Funciona assim: grandes áreas são invadidas e loteadas, rapidamente se forma uma comunidade, serviços básicos como água e energia são terceirizados e cobrados pelo crime organizado, milhares de pessoas seguem morando em péssimas condições e criando pressão sobre o poder público, que acaba entrando com infraestrutura básica, como asfalto, iluminação e água potável. Ali se forma um grande bolsão de pobreza, um bairro sem qualquer planejamento. Os maiores bairros de Manaus têm sua formação nessa estrutura política social.

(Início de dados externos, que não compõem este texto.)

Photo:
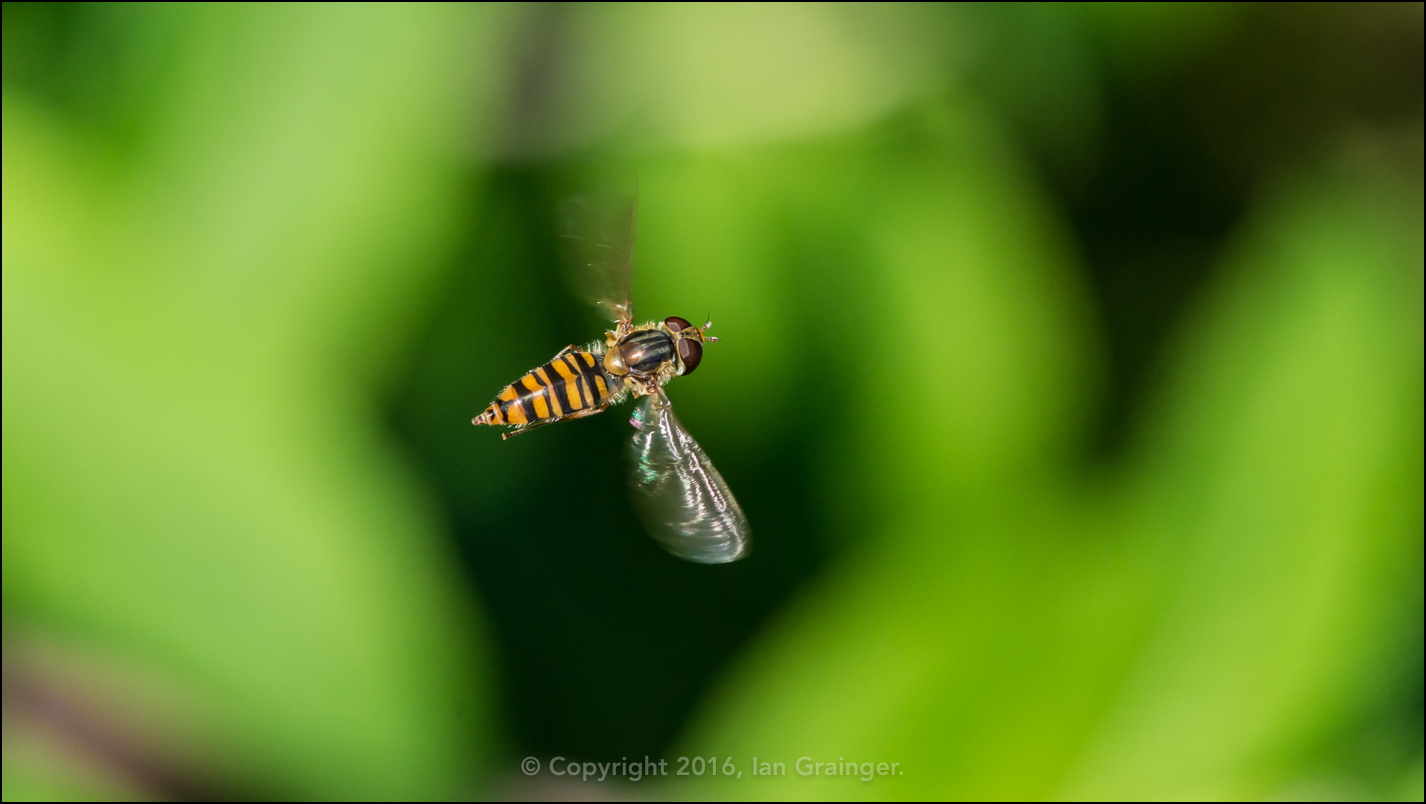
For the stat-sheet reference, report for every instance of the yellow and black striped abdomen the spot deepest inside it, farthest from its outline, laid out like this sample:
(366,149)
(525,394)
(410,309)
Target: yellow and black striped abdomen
(568,385)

O déficit habitacional chega a mais de 100 mil moradias só na cidade de Manaus e a falta de incentivos à indústria da construção civil impacta diretamente nos números da população, que vive em áreas de risco à beira de barrancos e sobre igarapés que cortam toda cidade. Essa grande demanda habitacional pode ser absorvida com o auxílio de subsídios governamentais que, inclusive, tem potencial para diminuir outra grande problemática que é o alto índice de desemprego. As pessoas fora do mercado de trabalho poderiam ser facilmente integradas pelo aumento de ofertas de empregos na construção civil.
Há muito que se fazer para tornar o ambiente da construção civil mais competitivo e promissor, ainda bastante impactado por altas taxas cartoriais, taxas de legalização públicas e burocracia, fatores que incidem nos custos dessa industria com alta capacidade de contratação e execução.
A política habitacional popular tem que ser multidisciplinar, deve ser adaptada à realidade regional. Precisamos de programas de capacitação e inclusão através de levantamento socioeconômico. Não basta conceder o benefício da casa própria para uma família de baixa renda e não inserir essas pessoas em uma nova realidade social, como por exemplo qualificar para o mercado de trabalho e demonstrar a importância da manutenção e valorização dessa nova condição. O que observamos ao logo dos anos é que, infelizmente, muitas famílias contempladas com uma unidade habitacional vendem esse bem, mesmo sem qualquer legalidade ou suporte jurídico e retornam para as áreas de risco.
O objetivo de uma política habitacional não se resume a números de pessoas e unidades habitacionais existentes. É acima de tudo, a busca por uma sociedade mais justa, é a valorização e inclusão dessas pessoas, é a resposta da sociedade organizada para combater o processo de DESUMANIZAÇÃO que enfrentamos. Trabalhamos para um 2024 marcado pelo direcionamento, principalmente do Governo Federal, de investimentos habitacionais acompanhados da parceria do governo e municípios, para avançarmos na diminuição dessa desigualdade gigantesca que assola o Amazonas.